Observational research designs can be prospective, retrospective, or longitudinal. 


Types of observational studies

Case reports:

Descriptions of unique injures, disease occurrences, or outcomes in a single patient

No attempts at advanced data analysis are made.

Cause-and-effect relationships and generalizability are not determined.

Case series:

Outcomes are measured in patients with a similar disease/injury to determine outcomes retrospectively.

No attempts are made to estimate frequencies or distributions.

Case-control studies:

Outcomes measured in patients with similar disease/injury are compared with a control group (see later discussion of flaws in research designs for more information about control groups).

Odds ratios (not relative risks) are appropriate measures of association from data collected in these study designs (see later Concepts in Epidemiologic Research Studies).

Cohort study:

Groups of patients with a similar characteristic or exposure/risk factor are studied forward in time (prospective) or from existing data (retrospective).

Cohort studies are appropriate for estimating incidence of disease/injury and relative risks.

Cross-sectional study:

A specific patient population is studied at a given point in time.

All measurements are made at once with no follow-up period.

Considered “snapshot” that is useful for describing the prevalence of a particular injury/disease of interest at a particular point in time.


Review experimental study designs

A clinical trial is designed to allocate treatments and track outcomes prospectively to test a specific hypothesis. Clinical trials are costly, take a great deal of time, money, and resources and a comprehensive research team (often at multiple patient enrollment sites) to accomplish their aims.

The gold standard, and the type of clinical trial that produces the highest level of evidence, is the randomized controlled trial (RCT).

Clinical trials with parallel design: treatments are allocated to different subjects/patients in random or nonrandom manner.

Example: patients are randomly assigned to receive one of the study interventions only. This allocation is typically randomized and blinded (see discussion of prior blinding and randomization).

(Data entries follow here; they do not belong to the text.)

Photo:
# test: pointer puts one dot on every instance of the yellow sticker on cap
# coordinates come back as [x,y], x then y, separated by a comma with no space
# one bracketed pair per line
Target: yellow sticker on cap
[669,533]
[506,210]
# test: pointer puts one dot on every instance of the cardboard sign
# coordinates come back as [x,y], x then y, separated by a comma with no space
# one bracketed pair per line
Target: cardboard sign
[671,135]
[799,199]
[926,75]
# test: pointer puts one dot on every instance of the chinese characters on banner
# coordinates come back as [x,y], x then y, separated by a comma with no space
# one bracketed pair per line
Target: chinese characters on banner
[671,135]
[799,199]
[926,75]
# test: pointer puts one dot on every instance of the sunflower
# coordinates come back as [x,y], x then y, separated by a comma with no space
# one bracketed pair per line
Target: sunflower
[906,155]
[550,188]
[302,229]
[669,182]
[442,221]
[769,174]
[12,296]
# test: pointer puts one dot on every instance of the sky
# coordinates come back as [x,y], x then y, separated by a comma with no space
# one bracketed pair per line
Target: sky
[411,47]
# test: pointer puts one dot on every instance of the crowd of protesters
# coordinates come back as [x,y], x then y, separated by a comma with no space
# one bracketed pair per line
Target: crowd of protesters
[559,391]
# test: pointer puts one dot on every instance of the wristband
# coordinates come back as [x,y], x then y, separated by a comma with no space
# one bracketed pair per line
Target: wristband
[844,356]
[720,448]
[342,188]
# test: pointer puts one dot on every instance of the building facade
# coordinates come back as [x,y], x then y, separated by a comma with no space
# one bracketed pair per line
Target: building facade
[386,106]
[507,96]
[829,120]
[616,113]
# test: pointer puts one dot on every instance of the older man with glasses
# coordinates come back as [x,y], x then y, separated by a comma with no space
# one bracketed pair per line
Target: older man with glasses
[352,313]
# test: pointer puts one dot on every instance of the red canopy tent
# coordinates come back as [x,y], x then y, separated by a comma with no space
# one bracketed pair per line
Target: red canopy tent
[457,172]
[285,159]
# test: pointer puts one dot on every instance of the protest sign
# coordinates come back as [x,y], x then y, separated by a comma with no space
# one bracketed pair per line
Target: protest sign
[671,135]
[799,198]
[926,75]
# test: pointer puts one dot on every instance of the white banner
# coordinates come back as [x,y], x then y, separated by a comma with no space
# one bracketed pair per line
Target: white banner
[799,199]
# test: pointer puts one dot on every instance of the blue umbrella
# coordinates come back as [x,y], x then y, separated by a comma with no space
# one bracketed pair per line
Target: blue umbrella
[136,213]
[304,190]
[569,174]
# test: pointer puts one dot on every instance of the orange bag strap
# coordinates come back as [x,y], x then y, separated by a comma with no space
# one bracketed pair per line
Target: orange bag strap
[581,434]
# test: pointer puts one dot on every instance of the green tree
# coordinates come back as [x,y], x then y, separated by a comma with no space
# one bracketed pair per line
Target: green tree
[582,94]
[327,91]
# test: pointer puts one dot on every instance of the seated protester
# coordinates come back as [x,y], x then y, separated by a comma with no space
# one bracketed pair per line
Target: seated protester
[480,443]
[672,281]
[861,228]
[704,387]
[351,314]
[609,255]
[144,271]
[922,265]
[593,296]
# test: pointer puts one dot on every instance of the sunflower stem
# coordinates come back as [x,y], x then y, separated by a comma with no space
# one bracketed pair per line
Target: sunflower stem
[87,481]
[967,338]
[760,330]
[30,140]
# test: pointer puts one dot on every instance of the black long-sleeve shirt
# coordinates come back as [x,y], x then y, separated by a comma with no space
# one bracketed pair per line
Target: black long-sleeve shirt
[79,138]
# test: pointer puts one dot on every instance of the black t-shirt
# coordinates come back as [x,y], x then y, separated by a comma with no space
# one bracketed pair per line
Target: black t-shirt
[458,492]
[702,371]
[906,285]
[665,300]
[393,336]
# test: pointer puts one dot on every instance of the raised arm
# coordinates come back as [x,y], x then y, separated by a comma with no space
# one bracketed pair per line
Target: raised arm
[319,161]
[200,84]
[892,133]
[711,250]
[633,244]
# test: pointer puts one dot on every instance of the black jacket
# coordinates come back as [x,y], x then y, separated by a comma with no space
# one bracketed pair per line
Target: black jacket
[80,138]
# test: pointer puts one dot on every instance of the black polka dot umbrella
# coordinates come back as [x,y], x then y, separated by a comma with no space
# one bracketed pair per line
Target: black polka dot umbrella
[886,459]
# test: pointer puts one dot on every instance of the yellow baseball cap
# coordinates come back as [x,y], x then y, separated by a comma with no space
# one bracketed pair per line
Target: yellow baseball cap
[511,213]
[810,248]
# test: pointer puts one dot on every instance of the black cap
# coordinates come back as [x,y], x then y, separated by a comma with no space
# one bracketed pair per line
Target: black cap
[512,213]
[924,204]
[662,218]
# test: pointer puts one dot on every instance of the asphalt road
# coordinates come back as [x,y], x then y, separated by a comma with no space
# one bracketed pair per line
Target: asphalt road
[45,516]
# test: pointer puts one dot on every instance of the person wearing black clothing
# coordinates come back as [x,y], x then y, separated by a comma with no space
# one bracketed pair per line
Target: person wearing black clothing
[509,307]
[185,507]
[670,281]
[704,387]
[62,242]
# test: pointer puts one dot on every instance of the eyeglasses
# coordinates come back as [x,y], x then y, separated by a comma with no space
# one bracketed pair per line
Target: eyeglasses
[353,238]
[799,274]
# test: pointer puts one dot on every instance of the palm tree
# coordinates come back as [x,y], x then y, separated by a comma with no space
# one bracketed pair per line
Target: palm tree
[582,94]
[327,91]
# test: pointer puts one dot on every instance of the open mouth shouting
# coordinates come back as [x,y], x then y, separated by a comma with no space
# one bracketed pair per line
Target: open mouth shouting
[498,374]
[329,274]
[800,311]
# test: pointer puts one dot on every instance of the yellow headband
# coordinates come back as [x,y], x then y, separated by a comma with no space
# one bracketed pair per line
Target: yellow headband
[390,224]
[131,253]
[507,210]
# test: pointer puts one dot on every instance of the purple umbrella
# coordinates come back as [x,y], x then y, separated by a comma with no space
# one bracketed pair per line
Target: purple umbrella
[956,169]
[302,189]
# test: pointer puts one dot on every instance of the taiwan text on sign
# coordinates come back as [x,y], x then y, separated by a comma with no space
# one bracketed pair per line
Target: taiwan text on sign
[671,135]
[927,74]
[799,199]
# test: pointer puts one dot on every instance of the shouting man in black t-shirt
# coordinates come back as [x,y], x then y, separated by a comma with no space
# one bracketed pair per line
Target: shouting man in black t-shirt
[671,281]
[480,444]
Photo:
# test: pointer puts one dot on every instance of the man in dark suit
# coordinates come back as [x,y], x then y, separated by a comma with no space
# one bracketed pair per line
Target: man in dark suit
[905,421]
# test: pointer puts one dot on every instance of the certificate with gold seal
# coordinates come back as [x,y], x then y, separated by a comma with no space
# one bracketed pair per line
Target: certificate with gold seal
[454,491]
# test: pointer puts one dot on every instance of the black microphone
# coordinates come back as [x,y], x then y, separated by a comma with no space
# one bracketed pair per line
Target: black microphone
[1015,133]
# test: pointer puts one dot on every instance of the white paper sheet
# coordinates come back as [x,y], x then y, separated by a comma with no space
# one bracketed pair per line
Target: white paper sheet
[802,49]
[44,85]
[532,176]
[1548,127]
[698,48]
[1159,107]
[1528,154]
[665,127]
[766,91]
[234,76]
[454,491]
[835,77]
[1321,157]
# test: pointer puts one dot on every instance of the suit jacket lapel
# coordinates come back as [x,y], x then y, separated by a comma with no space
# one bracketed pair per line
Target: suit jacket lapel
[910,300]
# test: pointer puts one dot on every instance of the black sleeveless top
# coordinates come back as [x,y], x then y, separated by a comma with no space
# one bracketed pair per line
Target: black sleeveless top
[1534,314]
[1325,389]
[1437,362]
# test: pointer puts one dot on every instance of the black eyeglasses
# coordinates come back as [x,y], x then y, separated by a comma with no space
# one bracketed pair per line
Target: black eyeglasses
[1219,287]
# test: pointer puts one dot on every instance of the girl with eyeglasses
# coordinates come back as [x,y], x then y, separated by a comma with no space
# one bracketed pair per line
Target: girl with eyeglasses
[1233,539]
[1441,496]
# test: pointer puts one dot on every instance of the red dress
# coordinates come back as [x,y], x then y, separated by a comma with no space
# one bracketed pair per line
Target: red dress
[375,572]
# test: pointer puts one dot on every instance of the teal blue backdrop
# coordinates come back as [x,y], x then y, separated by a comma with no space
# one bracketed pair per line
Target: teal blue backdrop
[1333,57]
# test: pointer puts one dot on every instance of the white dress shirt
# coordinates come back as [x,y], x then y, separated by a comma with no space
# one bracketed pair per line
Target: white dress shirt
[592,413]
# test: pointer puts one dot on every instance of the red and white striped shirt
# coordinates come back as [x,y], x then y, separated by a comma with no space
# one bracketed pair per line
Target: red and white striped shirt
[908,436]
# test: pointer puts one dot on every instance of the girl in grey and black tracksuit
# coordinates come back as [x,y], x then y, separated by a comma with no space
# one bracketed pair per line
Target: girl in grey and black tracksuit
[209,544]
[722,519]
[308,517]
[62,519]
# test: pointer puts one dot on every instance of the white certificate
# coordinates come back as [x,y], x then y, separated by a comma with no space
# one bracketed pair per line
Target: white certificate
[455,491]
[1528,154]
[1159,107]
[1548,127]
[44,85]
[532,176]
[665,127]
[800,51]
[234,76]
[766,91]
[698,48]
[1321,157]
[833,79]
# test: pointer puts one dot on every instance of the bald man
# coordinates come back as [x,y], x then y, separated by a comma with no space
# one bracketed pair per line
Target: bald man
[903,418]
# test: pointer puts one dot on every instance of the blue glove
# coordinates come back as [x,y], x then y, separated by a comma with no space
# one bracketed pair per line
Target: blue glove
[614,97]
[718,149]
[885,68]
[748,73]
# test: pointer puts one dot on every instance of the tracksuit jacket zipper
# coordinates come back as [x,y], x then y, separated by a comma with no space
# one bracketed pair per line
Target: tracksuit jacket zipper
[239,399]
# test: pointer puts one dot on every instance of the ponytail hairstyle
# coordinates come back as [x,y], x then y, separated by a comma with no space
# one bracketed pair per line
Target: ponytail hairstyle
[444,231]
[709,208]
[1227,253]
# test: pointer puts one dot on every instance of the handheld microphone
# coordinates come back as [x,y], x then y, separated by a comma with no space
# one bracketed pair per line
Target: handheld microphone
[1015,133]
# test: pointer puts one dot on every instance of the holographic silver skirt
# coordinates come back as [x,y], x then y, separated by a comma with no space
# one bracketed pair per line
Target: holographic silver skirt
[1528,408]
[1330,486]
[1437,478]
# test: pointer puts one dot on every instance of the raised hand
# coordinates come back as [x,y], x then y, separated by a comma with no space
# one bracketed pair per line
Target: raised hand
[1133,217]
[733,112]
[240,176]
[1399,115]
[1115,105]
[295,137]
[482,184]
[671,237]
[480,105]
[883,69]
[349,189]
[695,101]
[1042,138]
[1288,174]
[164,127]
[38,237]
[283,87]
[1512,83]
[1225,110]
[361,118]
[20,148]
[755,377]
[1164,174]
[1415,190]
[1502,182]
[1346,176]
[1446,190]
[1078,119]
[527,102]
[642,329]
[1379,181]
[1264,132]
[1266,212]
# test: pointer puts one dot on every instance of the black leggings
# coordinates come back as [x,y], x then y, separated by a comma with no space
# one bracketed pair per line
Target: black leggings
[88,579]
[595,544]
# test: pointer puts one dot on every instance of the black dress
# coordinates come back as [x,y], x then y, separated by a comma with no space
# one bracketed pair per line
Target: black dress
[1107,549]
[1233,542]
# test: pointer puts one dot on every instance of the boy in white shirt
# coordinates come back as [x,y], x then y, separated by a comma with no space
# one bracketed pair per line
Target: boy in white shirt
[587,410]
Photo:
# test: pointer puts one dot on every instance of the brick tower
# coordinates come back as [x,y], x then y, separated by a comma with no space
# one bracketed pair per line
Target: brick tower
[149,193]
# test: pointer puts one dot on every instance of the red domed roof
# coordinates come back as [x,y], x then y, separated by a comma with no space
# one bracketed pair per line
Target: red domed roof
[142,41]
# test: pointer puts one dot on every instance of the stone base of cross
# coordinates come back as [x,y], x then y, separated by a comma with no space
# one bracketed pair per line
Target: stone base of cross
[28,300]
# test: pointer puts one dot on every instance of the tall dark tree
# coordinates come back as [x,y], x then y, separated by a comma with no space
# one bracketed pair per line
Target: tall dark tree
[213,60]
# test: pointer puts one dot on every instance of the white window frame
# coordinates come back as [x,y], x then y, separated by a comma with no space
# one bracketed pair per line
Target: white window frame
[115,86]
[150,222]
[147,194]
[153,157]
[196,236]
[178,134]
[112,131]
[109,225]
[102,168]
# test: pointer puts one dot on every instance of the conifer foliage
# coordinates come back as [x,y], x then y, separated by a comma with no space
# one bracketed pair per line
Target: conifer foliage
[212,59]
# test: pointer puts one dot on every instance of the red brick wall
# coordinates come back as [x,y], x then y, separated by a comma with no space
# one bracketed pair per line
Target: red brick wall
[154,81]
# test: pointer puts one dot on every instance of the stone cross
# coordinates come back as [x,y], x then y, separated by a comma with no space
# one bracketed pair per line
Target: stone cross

Clinical trials with crossover designs: each subject receives two or more interventions in a predetermined or random order.

Patients are followed prospectively for a period while receiving treatment A, then start receiving treatment B and are followed for an additional period. One of the “treatment conditions” can be a control condition.

Clinical studies can be designed to determine superiority of one treatment over another or to determine whether one treatment is no worse than another (noninferiority) or just as effective (equivalency).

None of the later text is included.